Come potresti definire il tuo lavoro?

Certamente è un lavoro gratificante  perché  l’ obiettivo è quello di dare una mano a chi non è fortunato, a chi è in cerca di un futuro migliore. Io raccolgo i loro bisogni, cerco di aiutarli…

Quando e come nasce la tua vena creativa?

Da ragazzina mi piaceva ricamare, mi piaceva lavorare all’ uncinetto e fare un po’ di decoupage. Poi ho iniziato a fare gioielli con le perline e gli swarovski, poi centrini di perline fino a che non ho conosciuto il fommy per fare fustellati con apposito macchinario. Ed è così che non c’ ho visto più, nel 2018 c’ è stata la svolta, ho preso parte a dei corsi e  ho cominciato  a creare bambole con le sembianze delle  persone. Tutto è partito dall’ insegnante Stefania Vescera e dai suoi corsi che mi hanno condotta in un mondo magico, un mondo che non pensavo potesse stare a pochi passi da me…

Che cosa realizzi esattamente?

Bamboline, fiori in fommy e un po’ di tutto anche in polistirolo, sagome per gli allestimenti, nomi, portaconfetti ma anche magliette, tazze e cuscini con stampe che realizzo con una termopressa  lavorando prima la grafica al pc. Insomma la m ia creatività si sta sviluppando sempre di più…

Le fasi della lavorazione del fommy che ti affascinano particolarmente?

Certamente sono  molto presa dalla modellazione del fommy, un materiale morbido che  è piacevole da modellare su supporti di polistirolo. Poi mi affascina molto la colorazione che definisce il proprio stile creativo.

Prossimi progetti?

Realizzerò pantofole, portafogli, magliette per la festa del papà, ma non nascondo che mi piacerebbe semplicemente continuare a  creare come sto facendo ora, partecipando anche ai corsi che ti fanno sentire partecipe di un gruppo animato dalla tua stessa passione…
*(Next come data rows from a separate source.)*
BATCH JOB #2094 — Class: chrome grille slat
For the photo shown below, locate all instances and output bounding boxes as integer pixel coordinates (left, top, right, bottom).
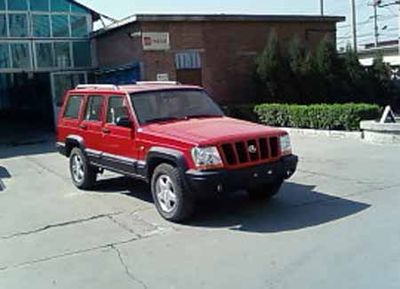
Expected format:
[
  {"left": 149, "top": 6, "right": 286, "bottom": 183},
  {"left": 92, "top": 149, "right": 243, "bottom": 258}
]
[{"left": 220, "top": 137, "right": 279, "bottom": 166}]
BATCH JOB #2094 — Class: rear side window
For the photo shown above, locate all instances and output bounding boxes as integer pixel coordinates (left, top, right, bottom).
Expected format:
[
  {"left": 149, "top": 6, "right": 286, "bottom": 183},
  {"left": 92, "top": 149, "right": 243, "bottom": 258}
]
[
  {"left": 64, "top": 95, "right": 82, "bottom": 119},
  {"left": 85, "top": 96, "right": 103, "bottom": 121},
  {"left": 107, "top": 96, "right": 129, "bottom": 124}
]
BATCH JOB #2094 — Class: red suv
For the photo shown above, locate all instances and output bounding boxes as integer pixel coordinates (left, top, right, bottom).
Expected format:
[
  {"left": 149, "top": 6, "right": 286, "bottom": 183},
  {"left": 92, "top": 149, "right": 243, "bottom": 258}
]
[{"left": 57, "top": 82, "right": 298, "bottom": 221}]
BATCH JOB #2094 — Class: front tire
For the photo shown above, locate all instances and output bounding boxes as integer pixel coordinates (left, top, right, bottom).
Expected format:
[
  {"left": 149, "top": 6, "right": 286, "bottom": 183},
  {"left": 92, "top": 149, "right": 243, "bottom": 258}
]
[
  {"left": 247, "top": 180, "right": 283, "bottom": 200},
  {"left": 151, "top": 164, "right": 194, "bottom": 222},
  {"left": 69, "top": 148, "right": 97, "bottom": 190}
]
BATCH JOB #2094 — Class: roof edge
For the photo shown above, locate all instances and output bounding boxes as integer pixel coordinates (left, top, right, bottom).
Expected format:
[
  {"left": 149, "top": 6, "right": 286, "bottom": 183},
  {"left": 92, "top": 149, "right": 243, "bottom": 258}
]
[{"left": 93, "top": 14, "right": 346, "bottom": 36}]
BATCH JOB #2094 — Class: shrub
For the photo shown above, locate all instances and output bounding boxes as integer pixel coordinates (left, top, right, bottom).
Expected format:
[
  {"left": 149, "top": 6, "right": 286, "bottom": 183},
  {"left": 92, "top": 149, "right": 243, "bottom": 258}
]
[
  {"left": 222, "top": 104, "right": 258, "bottom": 122},
  {"left": 254, "top": 103, "right": 380, "bottom": 131}
]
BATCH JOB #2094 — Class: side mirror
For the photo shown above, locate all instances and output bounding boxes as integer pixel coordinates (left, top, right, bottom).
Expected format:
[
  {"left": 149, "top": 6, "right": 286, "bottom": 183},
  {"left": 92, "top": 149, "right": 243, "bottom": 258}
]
[{"left": 116, "top": 116, "right": 132, "bottom": 128}]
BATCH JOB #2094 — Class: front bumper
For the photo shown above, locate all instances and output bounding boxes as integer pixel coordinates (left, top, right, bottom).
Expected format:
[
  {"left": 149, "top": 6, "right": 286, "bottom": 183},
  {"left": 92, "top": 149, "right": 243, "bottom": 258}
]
[{"left": 185, "top": 155, "right": 298, "bottom": 197}]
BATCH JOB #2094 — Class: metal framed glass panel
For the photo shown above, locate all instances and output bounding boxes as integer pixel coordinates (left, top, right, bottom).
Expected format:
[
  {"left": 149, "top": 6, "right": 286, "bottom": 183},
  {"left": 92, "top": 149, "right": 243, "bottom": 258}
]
[
  {"left": 0, "top": 14, "right": 7, "bottom": 37},
  {"left": 54, "top": 42, "right": 71, "bottom": 68},
  {"left": 32, "top": 14, "right": 51, "bottom": 37},
  {"left": 51, "top": 15, "right": 69, "bottom": 37},
  {"left": 51, "top": 0, "right": 70, "bottom": 12},
  {"left": 0, "top": 43, "right": 10, "bottom": 68},
  {"left": 71, "top": 3, "right": 88, "bottom": 14},
  {"left": 8, "top": 13, "right": 28, "bottom": 37},
  {"left": 10, "top": 43, "right": 31, "bottom": 68},
  {"left": 35, "top": 42, "right": 54, "bottom": 68},
  {"left": 72, "top": 41, "right": 92, "bottom": 67},
  {"left": 8, "top": 0, "right": 28, "bottom": 11},
  {"left": 71, "top": 15, "right": 89, "bottom": 37},
  {"left": 29, "top": 0, "right": 50, "bottom": 12}
]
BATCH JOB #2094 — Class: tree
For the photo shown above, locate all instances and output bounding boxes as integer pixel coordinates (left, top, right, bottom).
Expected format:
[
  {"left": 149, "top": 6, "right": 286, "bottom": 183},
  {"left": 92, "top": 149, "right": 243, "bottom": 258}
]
[
  {"left": 256, "top": 31, "right": 285, "bottom": 101},
  {"left": 370, "top": 51, "right": 390, "bottom": 105}
]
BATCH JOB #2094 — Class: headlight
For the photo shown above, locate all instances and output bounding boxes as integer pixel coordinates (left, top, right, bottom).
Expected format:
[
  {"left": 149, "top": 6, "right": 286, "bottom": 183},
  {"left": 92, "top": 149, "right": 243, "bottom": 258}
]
[
  {"left": 280, "top": 134, "right": 292, "bottom": 155},
  {"left": 192, "top": 147, "right": 223, "bottom": 170}
]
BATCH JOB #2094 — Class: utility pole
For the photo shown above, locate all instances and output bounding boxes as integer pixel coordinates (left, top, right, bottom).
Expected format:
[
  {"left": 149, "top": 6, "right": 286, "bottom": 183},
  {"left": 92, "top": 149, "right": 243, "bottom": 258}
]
[
  {"left": 350, "top": 0, "right": 358, "bottom": 52},
  {"left": 373, "top": 3, "right": 379, "bottom": 48},
  {"left": 319, "top": 0, "right": 324, "bottom": 16}
]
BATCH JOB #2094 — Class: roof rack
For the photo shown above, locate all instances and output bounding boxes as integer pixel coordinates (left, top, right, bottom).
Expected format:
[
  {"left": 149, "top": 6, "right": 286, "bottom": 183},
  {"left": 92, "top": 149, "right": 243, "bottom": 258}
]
[
  {"left": 136, "top": 81, "right": 181, "bottom": 85},
  {"left": 76, "top": 84, "right": 119, "bottom": 90}
]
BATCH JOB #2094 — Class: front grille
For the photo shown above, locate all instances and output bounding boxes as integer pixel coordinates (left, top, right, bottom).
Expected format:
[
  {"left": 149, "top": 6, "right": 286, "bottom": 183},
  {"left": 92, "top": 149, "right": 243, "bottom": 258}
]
[{"left": 220, "top": 137, "right": 279, "bottom": 166}]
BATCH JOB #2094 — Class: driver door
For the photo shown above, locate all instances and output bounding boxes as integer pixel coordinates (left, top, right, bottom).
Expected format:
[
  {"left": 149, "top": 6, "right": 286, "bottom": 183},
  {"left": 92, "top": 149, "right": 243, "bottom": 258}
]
[{"left": 102, "top": 95, "right": 138, "bottom": 174}]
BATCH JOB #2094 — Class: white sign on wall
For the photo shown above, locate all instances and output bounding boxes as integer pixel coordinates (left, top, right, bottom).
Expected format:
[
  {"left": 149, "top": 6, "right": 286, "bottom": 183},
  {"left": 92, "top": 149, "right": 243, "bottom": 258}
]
[
  {"left": 142, "top": 32, "right": 170, "bottom": 51},
  {"left": 157, "top": 73, "right": 169, "bottom": 81}
]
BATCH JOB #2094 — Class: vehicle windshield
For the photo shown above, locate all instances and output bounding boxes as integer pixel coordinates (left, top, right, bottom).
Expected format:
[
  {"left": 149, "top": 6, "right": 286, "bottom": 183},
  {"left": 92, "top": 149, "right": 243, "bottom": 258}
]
[{"left": 131, "top": 89, "right": 224, "bottom": 124}]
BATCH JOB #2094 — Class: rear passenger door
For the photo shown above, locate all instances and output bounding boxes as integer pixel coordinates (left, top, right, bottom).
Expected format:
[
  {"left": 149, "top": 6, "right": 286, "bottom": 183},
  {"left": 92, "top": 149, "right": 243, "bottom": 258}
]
[
  {"left": 79, "top": 95, "right": 104, "bottom": 158},
  {"left": 102, "top": 95, "right": 138, "bottom": 174}
]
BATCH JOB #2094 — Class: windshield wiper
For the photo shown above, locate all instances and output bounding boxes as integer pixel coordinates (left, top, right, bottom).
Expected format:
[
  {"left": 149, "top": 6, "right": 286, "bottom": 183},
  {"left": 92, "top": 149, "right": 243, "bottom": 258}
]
[
  {"left": 145, "top": 116, "right": 181, "bottom": 124},
  {"left": 185, "top": 114, "right": 222, "bottom": 119}
]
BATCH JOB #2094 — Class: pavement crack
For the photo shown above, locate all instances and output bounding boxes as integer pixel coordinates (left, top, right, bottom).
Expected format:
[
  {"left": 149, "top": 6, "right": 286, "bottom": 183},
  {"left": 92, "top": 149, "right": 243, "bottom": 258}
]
[
  {"left": 107, "top": 215, "right": 141, "bottom": 239},
  {"left": 0, "top": 237, "right": 138, "bottom": 272},
  {"left": 110, "top": 244, "right": 148, "bottom": 289},
  {"left": 1, "top": 212, "right": 121, "bottom": 240}
]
Che cosa è per te la creatività?

Una terapia, mi allontana dai pensieri cattivi, mia madre sapeva della mia creatività ed era molto contenta quando vedeva le mie creazioni, difatti dopo un momento di grande dolore e disorientamento per la sua scomparsa,  incoraggiata anche dal mio compagno, ho voluto continuare a creare ancora di più per calmarmi e per dedicare a mia mamma queste creazioni…
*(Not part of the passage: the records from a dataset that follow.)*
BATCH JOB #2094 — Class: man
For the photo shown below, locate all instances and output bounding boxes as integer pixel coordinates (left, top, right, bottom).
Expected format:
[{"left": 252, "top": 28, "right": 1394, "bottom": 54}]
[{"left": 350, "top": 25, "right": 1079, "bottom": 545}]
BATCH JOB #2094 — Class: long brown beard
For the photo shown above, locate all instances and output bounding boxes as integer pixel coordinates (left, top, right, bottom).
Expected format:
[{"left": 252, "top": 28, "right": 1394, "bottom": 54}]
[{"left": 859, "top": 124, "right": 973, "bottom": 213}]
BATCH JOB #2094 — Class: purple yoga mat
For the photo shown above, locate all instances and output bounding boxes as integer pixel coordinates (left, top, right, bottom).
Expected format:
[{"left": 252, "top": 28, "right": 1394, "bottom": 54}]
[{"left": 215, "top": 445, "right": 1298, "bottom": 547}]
Come ti definiresti come donna  e come creativa?

Sono una donna sensibile, empatica, sono una spugna che assorbe i problemi degli altri… Sono poi una creativa ansiosa e curiosa, mi piacerebbe sperimentare ancora tecniche e materiali diversi…

I tuoi colori preferiti?

I toni del viola e del lilla.

I tuoi profumi preferiti?

Il profumo delle rose, le ha piantate tutte mia mamma nel giardino di casa, sono circa ottanta piante che a maggio  avranno la loro massima fioritura.
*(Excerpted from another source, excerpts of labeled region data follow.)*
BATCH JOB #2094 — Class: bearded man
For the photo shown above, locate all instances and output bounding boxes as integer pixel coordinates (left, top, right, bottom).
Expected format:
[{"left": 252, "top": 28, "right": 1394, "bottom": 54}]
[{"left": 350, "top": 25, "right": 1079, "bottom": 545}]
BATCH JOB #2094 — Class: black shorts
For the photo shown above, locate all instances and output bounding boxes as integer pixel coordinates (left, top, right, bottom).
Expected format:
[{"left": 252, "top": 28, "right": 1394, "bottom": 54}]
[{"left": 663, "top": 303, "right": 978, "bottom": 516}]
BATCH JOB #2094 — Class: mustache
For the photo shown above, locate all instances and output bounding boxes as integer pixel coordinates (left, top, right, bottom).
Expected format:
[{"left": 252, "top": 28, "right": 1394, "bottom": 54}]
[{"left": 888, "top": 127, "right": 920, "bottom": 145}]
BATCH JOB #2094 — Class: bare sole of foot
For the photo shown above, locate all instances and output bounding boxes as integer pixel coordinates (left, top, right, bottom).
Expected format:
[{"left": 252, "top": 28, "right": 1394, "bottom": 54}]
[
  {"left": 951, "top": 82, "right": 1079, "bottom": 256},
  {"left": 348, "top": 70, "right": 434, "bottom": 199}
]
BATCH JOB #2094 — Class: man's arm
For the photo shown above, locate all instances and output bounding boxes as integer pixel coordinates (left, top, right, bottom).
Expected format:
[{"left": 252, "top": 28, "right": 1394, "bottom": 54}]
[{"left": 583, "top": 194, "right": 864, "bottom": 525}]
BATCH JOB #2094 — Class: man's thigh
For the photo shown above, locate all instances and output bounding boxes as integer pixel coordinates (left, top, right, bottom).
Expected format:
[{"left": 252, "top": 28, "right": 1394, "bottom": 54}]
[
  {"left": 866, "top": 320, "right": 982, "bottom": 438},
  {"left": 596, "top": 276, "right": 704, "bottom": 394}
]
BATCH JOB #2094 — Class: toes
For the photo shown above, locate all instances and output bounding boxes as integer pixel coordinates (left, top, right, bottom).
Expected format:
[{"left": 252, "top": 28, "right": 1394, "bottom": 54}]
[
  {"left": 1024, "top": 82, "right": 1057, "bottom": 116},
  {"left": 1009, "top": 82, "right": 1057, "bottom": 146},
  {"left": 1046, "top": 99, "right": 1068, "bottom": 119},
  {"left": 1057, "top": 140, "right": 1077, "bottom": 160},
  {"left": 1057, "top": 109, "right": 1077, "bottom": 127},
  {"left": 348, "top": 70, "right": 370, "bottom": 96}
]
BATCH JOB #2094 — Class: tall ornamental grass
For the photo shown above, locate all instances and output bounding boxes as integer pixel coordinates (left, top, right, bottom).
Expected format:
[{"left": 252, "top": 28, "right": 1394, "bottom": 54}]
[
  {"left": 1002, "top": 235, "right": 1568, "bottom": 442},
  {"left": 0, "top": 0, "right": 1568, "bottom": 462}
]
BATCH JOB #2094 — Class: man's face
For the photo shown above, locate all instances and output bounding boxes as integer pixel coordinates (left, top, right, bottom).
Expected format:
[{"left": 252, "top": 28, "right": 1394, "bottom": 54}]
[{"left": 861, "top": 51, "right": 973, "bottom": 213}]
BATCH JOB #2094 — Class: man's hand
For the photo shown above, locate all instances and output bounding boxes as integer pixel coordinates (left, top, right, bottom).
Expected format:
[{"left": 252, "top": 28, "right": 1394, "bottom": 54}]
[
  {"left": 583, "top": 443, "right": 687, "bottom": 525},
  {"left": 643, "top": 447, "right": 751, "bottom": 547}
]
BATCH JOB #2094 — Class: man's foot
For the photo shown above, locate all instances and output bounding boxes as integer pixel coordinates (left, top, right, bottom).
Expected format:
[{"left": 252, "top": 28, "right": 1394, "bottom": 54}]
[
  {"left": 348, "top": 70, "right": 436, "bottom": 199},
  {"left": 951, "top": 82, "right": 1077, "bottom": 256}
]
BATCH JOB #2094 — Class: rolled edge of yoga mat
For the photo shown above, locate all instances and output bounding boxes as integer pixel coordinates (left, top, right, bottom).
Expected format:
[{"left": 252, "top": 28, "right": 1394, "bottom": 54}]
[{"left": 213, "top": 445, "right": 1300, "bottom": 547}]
Che cosa ti emoziona veramente?

I ricordi di quello che è stato e non potrà più essere.

Un tuo motto?

Mia madre mi diceva sempre: “Se non lo provi, non puoi capire!” Il mio motto comunque resta quello di  non arrendersi mai, farei un torto ai miei genitori se dicessi il contrario, a loro che mi hanno insegnato l’accoglienza, il rispetto, la condivisione, la comprensione e… l’ amore per  il prossimo!